Это было в избе санвзвода. Врач делал мне перевязку, я морщился от боли, а тут зашёл он, и, поглядев на меня внимательно, видно, вспомнил наш ночной разговор, спросил: «Вы, кажется, москвич?» Я ответил, что да, москвич, и что постараюсь попасть в московский госпиталь, так как не видел три года родных. Вот тогда он и дал мне тот телефон, попросив позвонить, если попаду в Москву, и передать только, что я видел его живым. Ночью, после первого боя, когда он принёс мне еды и водки, я не разглядел его, а сейчас, днём, мог рассмотреть как следует — он был высок, худощав, а на узком интеллигентном лице светились какие-то очень ясные и добрые глаза.

Почему этот момент начисто выпал из памяти — непонятно. Может, потому, что кольнул врач мне после перевязки хорошую порцию морфия и был я, словно пьяный. Но сейчас он всплыл зримо, со всеми подробностями…

И вот нет уже давно этого капитана, а я живой… Лежу с женщиной, которая не так-то мне необходима, к которой хожу то ли по привычке, то ли от одиночества.

Я тихо поднялся, чтобы не разбудить её, и стал одеваться…

Порядочные люди в праздники не работают, но у нас, свободных художников, почему-то всегда после праздников всякие советы, и всегда приходится гнать работу именно в праздничные дни. Так и сегодня — надо к совету приготовить пару оригиналов, а то останешься без денег.

Завариваю крепчайшего кофе и начинаю работать.

Я не спросил Лиду, какой институт окончил её капитан, но, судя по его интеллигентному виду, наверное, гуманитарный… Что мог сделать этот человек, если б остался жив? Как бы жил? Может быть, толковее, чем я? Хотя чего я хаю свою жизнь? Живу не хуже других. А то, что один, даже хорошо — сам себе хозяин.

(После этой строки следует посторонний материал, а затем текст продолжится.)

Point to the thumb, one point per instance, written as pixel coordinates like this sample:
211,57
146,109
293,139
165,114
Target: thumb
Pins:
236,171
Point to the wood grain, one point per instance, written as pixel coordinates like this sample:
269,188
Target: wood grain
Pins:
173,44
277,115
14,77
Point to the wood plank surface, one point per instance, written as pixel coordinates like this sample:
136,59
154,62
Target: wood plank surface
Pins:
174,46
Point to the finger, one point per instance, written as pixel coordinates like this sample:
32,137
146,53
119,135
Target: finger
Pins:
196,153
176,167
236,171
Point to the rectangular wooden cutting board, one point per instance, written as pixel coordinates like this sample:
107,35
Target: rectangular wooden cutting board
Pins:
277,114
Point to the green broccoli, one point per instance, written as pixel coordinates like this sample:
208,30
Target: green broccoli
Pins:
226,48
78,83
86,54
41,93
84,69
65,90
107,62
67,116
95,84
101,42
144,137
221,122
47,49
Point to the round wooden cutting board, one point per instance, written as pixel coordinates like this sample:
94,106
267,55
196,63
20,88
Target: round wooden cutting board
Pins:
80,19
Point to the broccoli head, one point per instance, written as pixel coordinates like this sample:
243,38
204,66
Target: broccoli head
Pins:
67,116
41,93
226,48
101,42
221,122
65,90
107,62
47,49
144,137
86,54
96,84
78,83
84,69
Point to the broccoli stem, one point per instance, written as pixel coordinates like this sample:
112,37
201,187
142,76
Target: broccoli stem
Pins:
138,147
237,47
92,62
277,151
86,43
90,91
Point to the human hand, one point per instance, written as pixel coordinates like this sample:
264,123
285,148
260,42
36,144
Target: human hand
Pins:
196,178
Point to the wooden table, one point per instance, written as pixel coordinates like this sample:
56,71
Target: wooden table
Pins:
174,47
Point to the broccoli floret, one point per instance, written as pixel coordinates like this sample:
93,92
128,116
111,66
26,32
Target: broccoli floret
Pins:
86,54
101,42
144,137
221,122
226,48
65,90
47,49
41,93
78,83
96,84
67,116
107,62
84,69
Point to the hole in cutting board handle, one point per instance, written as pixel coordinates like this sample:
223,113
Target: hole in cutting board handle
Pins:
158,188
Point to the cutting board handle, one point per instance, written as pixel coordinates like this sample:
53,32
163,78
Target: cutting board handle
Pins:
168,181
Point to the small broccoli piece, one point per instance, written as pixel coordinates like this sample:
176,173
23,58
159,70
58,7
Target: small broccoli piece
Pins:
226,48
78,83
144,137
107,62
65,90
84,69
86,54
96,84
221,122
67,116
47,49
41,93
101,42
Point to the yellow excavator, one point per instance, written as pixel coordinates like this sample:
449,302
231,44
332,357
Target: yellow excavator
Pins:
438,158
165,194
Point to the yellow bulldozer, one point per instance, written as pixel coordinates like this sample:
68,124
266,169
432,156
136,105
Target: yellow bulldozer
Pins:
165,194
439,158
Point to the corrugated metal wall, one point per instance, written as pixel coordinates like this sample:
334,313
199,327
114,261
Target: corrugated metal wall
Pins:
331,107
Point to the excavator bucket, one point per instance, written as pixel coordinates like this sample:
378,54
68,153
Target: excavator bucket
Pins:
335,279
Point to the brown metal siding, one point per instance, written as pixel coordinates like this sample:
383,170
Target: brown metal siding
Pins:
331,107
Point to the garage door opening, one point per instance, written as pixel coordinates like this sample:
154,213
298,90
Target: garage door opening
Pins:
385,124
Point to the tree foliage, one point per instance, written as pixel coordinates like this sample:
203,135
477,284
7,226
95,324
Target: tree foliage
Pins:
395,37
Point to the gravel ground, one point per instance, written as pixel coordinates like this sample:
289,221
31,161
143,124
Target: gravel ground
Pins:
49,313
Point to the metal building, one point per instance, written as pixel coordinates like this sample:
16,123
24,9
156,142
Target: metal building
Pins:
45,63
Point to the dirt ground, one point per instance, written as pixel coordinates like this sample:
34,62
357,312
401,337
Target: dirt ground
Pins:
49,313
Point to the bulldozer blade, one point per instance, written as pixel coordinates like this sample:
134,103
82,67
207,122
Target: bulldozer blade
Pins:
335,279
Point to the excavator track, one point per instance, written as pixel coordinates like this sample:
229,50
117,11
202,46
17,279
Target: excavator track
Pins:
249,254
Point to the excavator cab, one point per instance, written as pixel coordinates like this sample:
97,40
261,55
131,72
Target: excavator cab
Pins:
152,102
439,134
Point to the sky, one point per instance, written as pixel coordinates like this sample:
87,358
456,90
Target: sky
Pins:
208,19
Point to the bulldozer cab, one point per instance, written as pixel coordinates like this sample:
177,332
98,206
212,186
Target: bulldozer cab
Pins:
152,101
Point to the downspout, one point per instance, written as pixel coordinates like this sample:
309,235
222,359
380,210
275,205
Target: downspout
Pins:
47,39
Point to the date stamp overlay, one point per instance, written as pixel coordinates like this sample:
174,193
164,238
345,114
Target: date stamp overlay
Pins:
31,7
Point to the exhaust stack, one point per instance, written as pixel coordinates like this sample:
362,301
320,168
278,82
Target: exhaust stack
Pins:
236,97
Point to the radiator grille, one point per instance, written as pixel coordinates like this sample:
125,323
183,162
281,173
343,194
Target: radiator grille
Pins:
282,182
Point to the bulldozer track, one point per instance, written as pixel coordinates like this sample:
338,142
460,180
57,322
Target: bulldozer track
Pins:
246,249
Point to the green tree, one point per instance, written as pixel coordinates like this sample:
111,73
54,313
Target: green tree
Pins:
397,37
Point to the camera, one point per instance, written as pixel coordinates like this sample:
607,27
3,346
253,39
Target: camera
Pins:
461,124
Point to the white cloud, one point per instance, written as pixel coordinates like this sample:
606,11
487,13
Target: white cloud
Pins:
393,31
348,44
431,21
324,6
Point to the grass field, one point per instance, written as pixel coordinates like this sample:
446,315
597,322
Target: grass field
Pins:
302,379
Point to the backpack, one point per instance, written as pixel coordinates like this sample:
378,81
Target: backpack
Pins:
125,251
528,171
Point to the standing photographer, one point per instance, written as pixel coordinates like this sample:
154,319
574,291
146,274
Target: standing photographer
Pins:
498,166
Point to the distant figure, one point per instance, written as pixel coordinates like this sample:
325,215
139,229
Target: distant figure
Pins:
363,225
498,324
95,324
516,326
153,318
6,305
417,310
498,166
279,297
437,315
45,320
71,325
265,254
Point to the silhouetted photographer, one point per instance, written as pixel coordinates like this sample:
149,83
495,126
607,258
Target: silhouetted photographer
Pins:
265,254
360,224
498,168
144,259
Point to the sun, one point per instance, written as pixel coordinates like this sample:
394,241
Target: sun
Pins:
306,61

Ну а долг свой во время войны выполнил я честно. Иногда приятно вытащить ордена и вспомнить, за что их получил. Их не так много у меня — «Звёздочка», «Отечественная» и две медали «За отвагу». Первая, самая дорогая, — за Ржев. Да, не так много, но зато ни одной зазря. Все даны за дело, за кровь, за первые годы войны, самые тяжёлые и самые безнаградные. Хватит с меня этого, наверное… После того, что было, после того, как в течение трех лет смерть витала над тобой каждочасно, за исключением нескольких месяцев, проведённых в госпиталях, после всего этого — разве грех просто жить, наслаждаться тем, что живой, что можешь дышать, ходить, чувствовать, думать. Но почему же кажется — что-то утрачено. И неужели навсегда?